Re: [PATCH 0/3] blk-throttle: async write throttling

From: Greg Thelen
Date: Wed Mar 02 2011 - 17:00:39 EST


On Wed, Mar 2, 2011 at 5:28 AM, Andrea Righi <arighi@xxxxxxxxxxx> wrote:
> On Mon, Feb 28, 2011 at 06:01:14PM -0500, Vivek Goyal wrote:
>> On Mon, Feb 28, 2011 at 11:15:02AM +0100, Andrea Righi wrote:
>> > Overview
>> > ========
>> > Currently the blkio.throttle controller only support synchronous IO requests.
>> > This means that we always look at the current task to identify the "owner" of
>> > each IO request.
>> >
>> > However dirty pages in the page cache can be wrote to disk asynchronously by
>> > the per-bdi flusher kernel threads or by any other thread in the system,
>> > according to the writeback policy.
>> >
>> > For this reason the real writes to the underlying block devices may
>> > occur in a different IO context respect to the task that originally
>> > generated the dirty pages involved in the IO operation. This makes the
>> > tracking and throttling of writeback IO more complicate respect to the
>> > synchronous IO from the blkio controller's perspective.
>> >
>> > Proposed solution
>> > =================
>> > In the previous patch set http://lwn.net/Articles/429292/ I proposed to resolve
>> > the problem of the buffered writes limitation by tracking the ownership of all
>> > the dirty pages in the system.
>> >
>> > This would allow to always identify the owner of each IO operation at the block
>> > layer and apply the appropriate throttling policy implemented by the
>> > blkio.throttle controller.
>> >
>> > This solution makes the blkio.throttle controller to work as expected also for
>> > writeback IO, but it does not resolve the problem of faster cgroups getting
>> > blocked by slower cgroups (that would expose a potential way to create DoS in
>> > the system).
>> >
>> > In fact, at the moment critical IO requests (that have dependency with other IO
>> > requests made by other cgroups) and non-critical requests are mixed together at
>> > the filesystem layer in a way that throttling a single write request may stop
>> > also other requests in the system, and at the block layer it's not possible to
>> > retrieve such informations to make the right decision.
>> >
>> > A simple solution to this problem could be to just limit the rate of async
>> > writes at the time a task is generating dirty pages in the page cache.
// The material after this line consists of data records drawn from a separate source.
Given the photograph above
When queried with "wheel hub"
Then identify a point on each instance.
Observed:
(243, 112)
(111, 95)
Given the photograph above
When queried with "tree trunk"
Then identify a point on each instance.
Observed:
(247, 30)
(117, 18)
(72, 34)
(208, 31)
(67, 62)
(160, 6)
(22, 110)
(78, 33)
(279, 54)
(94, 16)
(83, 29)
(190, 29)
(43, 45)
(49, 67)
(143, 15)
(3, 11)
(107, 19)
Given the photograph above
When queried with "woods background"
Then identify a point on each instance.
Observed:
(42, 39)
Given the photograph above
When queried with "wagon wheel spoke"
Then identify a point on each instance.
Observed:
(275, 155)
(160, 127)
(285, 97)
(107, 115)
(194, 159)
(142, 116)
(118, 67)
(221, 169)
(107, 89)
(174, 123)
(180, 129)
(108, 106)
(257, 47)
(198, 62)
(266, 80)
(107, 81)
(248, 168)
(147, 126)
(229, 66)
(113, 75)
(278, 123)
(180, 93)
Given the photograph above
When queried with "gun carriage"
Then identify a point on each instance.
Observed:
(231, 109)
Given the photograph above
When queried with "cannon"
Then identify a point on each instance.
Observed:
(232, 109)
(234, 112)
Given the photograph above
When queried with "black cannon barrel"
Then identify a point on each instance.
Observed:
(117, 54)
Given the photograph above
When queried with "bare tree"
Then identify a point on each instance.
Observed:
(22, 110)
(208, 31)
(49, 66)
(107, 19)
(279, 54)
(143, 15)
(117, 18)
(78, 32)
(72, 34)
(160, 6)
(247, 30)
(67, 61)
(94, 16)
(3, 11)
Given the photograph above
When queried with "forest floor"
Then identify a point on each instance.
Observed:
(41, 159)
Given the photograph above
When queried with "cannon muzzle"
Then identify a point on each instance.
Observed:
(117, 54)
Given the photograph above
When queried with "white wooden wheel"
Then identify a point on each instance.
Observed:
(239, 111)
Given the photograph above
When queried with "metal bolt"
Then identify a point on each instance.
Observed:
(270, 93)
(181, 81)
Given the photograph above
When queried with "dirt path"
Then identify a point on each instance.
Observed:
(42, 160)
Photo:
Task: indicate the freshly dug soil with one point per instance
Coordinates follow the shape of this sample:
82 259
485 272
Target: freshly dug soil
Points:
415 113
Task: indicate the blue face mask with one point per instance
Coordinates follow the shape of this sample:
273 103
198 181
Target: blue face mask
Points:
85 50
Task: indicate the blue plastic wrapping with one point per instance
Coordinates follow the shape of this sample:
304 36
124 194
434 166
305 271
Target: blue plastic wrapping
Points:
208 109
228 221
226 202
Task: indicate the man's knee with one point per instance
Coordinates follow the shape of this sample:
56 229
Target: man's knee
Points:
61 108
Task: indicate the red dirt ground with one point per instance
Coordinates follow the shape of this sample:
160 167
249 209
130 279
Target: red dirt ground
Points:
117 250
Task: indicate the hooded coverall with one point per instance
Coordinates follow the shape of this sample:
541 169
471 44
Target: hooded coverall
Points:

The
>> > big advantage of this approach is that it does not need the overhead of
>> > tracking the ownership of the dirty pages, because in this way from the blkio
>> > controller perspective all the IO operations will happen from the process
>> > context: writes in memory and synchronous reads from the block device.
>> >
>> > The drawback of this approach is that the blkio.throttle controller becomes a
>> > little bit leaky, because with this solution the controller is still affected
>> > by the IO spikes during the writeback of dirty pages executed by the kernel
>> > threads.
>> >
>> > Probably an even better approach would be to introduce the tracking of the
>> > dirty page ownership to properly account the cost of each IO operation at the
>> > block layer and apply the throttling of async writes in memory only when IO
>> > limits are exceeded.
>>
>> Andrea, I am curious to know more about it third option. Can you give more
>> details about accouting in block layer but throttling in memory. So say
>> a process starts IO, then it will still be in throttle limits at block
>> layer (because no writeback has started), then the process will write
>> bunch of pages in cache. By the time throttle limits are crossed at
>> block layer, we already have lots of dirty data in page cache and
>> throttling process now is already late?
>
> Charging the cost of each IO operation at the block layer would allow
> tasks to write in memory at the maximum speed. Instead, with the 3rd
> approach, tasks are forced to write in memory at the rate defined by the
> blkio.throttle.write_*_device (or blkio.throttle.async.write_*_device).
>
> When we'll have the per-cgroup dirty memory accounting and limiting
> feature, with this approach each cgroup could write to its dirty memory
> quota at the maximum rate.
>
> BTW, another thing that we probably need is that any cgroup should be
> forced to write their own inodes when the limit defined by dirty_ratio
> is exceeded. I mean, avoid to select inodes from the list of dirty
> inodes in a FIFO way, but provides a better logic to "assign" the
> ownership of each inode to a cgroup (maybe that one that had generated
> most of the dirty pages in the inodes) and use for example a list of
> dirty inodes per cgroup or something similar.
>
> In this way we should really be able to provide a good quality of
> service for the most part of the cases IMHO.
>
> I also plan to write down another patch set to implement this logic.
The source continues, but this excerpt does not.